Wednesday, October 28, 2015

Complacency In The Face Of A Slowing Economy

At Some Point It Gets To Hot!
It is time to revisit the issue of complacency and whether we have been lulled into such a state by the extraordinary actions central banks and governments have taken since 2008. This is a key question facing all of us as we again hear cries that Central Banks should embark on a new round of monetary easing. This brings forth some very serious issues concerning how we now tackle an economy where growth is again clearly slowing. Low interest rates have punished savers, distorted markets, and caused capital to be allocated in nonproductive ways. By not demanding the right kind of growth and simply throwing money at problems we have only delayed and are adding to a much larger crisis lurking in the future. 

In our fast moving world many people have come to think if a financial crisis doesn't occur today or in the next few weeks it is simply not going to happen at all. Over the years I have penned several articles claiming that America had been lulled with the rest of the world into merely kicking the can down the road. Each day that passes without the arrival of a massive economic Armageddon only reinforces the idea that far too much has been made as to the ramifications of growing debt in America and throughout the world. Looking back at the horror stories surrounding sequestration and the financial cliff I recall how on one Sunday morning talk-show the host referred to the proposed spending cuts as draconian and predicted dire consequences. Just days ago a budget was endorsed that rolls back many of these cuts, so far the message is that sidestepping financial responsibility has been rather painless and this only reinforces the idea that we can continue down this path.

The much loved theory that we will be able to grow our way out of our difficulties and muddle through is a bit simplistic and much overused. This strategy is often viewed as a painless easy solution to problems because growth has a way of obscuring hard to address deeper rooted structural flaws that undermine our economic system. Many people forget we are living in very unusual times and that no historic parallels exist to guide us forward. Hoping that after some type of economic setback the worst is largely behind us is a poor strategy to embrace in confronting the challenges of tomorrow. A feeling that we have rounded the corner and the promise of better days ahead have a way of easily overtaking us and much of this optimism is rooted in the faith people have in Modern Monetary Theory, which is often referred to as MMT.

MMT also known as neochartalism is a economic theory that details the procedures and consequences of using government-issued tokens and our current units of fiat money.  Newly acquired tools like derivatives and currency swaps  allow us to print and  manipulate away problems. MMT promotes debt. While reading an article about the growth of debt in China's non-financial sector I was forced to reflect on how debt is encouraged to grow in a MMT system. Currently China is the poster-child of how easy money distorts growth and ushers demand forward. In Europe the ECB had to step in to halt the economic collapse of Spain, Italy and several other debt laden countries that were on the brink of economic collapse.

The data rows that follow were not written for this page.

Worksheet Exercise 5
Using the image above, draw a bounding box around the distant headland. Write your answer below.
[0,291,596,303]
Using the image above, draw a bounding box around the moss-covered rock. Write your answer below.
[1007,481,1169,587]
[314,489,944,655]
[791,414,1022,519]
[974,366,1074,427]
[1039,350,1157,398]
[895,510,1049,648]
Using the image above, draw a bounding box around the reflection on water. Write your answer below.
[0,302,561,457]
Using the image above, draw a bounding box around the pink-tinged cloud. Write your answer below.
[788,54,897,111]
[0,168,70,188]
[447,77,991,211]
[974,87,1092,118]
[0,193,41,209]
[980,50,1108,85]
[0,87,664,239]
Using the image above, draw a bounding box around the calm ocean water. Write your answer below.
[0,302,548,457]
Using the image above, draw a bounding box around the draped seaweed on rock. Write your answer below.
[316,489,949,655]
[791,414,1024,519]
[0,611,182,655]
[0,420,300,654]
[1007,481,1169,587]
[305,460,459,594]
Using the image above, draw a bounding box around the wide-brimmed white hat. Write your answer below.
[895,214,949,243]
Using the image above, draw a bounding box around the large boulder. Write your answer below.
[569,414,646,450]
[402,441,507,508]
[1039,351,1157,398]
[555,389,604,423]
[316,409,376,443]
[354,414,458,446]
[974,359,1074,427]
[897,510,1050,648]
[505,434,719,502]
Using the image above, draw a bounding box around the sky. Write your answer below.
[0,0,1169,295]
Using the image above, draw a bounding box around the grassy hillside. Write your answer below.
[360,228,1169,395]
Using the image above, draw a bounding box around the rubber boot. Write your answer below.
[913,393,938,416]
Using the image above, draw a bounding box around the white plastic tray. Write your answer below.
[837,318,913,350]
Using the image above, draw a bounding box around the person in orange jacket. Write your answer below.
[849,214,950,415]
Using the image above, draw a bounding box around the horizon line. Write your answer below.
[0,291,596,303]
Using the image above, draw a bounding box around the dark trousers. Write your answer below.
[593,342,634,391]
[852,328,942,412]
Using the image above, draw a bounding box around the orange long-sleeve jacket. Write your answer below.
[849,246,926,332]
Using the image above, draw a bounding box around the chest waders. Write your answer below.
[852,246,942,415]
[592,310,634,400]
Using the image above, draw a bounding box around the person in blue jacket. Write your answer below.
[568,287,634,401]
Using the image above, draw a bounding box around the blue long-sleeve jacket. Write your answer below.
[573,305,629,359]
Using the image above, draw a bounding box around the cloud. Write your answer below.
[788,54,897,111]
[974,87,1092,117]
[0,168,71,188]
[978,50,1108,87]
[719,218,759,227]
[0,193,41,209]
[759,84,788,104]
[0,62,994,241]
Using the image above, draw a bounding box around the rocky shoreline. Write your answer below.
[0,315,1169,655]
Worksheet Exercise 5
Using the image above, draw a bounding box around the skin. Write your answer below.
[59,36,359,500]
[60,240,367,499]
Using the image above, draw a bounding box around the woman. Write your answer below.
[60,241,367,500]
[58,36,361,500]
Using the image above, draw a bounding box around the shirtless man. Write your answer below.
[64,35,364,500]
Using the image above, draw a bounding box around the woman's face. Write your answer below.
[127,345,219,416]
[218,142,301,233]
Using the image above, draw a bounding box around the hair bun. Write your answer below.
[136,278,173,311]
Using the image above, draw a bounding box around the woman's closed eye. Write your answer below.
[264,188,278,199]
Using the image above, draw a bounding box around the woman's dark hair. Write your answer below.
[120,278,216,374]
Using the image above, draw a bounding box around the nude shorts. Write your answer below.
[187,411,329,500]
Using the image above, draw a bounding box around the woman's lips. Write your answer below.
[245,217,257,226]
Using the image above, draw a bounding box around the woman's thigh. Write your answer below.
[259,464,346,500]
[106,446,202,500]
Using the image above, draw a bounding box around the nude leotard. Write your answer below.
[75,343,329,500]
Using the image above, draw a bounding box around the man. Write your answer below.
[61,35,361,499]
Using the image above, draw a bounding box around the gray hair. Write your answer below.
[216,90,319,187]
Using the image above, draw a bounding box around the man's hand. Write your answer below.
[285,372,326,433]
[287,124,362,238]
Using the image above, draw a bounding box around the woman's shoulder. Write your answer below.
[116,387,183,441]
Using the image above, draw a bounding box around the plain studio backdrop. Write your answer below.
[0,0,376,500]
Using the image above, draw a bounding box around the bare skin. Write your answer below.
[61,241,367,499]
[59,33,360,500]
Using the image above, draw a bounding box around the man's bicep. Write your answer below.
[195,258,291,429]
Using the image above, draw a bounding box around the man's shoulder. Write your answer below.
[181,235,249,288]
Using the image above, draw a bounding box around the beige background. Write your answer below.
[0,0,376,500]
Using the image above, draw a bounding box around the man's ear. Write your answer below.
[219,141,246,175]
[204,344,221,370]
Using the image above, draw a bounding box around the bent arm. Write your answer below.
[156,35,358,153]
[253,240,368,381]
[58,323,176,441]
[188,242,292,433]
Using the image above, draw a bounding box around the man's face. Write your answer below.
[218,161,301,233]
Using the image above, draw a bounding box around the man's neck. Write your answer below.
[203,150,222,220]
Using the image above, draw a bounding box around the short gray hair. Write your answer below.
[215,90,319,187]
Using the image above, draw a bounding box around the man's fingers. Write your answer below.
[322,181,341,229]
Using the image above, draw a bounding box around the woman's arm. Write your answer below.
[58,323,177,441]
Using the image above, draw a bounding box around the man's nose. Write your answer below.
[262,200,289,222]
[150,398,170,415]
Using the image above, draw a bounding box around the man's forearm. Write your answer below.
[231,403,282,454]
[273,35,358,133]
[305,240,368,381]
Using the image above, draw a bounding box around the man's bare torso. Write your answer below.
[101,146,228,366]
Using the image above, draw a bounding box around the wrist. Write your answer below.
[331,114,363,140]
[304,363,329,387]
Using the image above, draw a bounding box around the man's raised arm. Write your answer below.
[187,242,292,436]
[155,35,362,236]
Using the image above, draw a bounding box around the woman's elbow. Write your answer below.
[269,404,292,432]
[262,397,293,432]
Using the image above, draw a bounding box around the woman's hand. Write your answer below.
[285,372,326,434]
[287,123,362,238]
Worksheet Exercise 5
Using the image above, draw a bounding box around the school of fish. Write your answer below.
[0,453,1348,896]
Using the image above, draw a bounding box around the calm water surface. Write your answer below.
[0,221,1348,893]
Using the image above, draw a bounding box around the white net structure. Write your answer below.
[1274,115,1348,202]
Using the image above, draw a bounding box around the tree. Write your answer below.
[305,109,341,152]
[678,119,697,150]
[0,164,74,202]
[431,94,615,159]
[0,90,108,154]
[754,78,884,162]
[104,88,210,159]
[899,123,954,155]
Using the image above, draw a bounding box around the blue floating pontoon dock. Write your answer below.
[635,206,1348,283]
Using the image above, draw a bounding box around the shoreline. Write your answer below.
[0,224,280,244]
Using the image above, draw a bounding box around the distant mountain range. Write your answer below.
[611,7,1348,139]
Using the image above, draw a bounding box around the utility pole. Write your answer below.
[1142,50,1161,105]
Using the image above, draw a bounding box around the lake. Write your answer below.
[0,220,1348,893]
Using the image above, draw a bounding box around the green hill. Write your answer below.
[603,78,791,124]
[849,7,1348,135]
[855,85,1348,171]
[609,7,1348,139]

MMT allows those making the rules to break the ties between debt and interest by manipulating away prior standards.

This has added a whole new dimension to economics that seeks to eliminate the potential of failure and economic collapse. However, there is a central  flaw in the concept  of MMT that will prove to be its Achilles heel, and that is as more money is poured into the system lower interest rates at some point are no longer effective in driving the economy forward. As the extra GDP growth generated by each batch of loans drops and momentum ends MMT becomes the equivalent of pushing on a string. When the economic efficiency of credit collapses many of the central bank's options quickly evaporate. Artificially low FED controlled interest rates are a massive "one-off" or onetime tailwind that should be considered mainly behind us and are destined to bring diminishing returns. The "almost surreal" feeling of indifference towards reality that has developed as to the limits of what central banks can do is very troubling.

The fact is companies have already ushered all the savings from interest paid on debt into the earning column and a major reason inflation remains low is that money has flowed into paper assets instead of tangibles. Many companies are sitting on a hoard of cash, this has lowered the velocity of money, others exist on a mountain of debt. A strong shift could develop at any time and disturb this unnatural balance. When rates stop going lower or reverse the positive effect garnered from these policies will ebb and become a major headwind. With massive government debt in many countries and our economy still weak this headwind has the potential to become devastating. The collision of MMT, social unrest over inequality, and other destabilizing factors have the potential to create the perfect storm that will remind the world that dept does matters.


  1. Many parts of the world economy are already in a recession and they are slowly pulling the other parts underwater. Central banks have used up most of their resources on the last recession and don't have much left to combat the new one. It is a matter of when.

  2. The jig is almost up. As soon as the man on the street realizes our money is just paper and a bank account is untouchable, the dollar will collapse.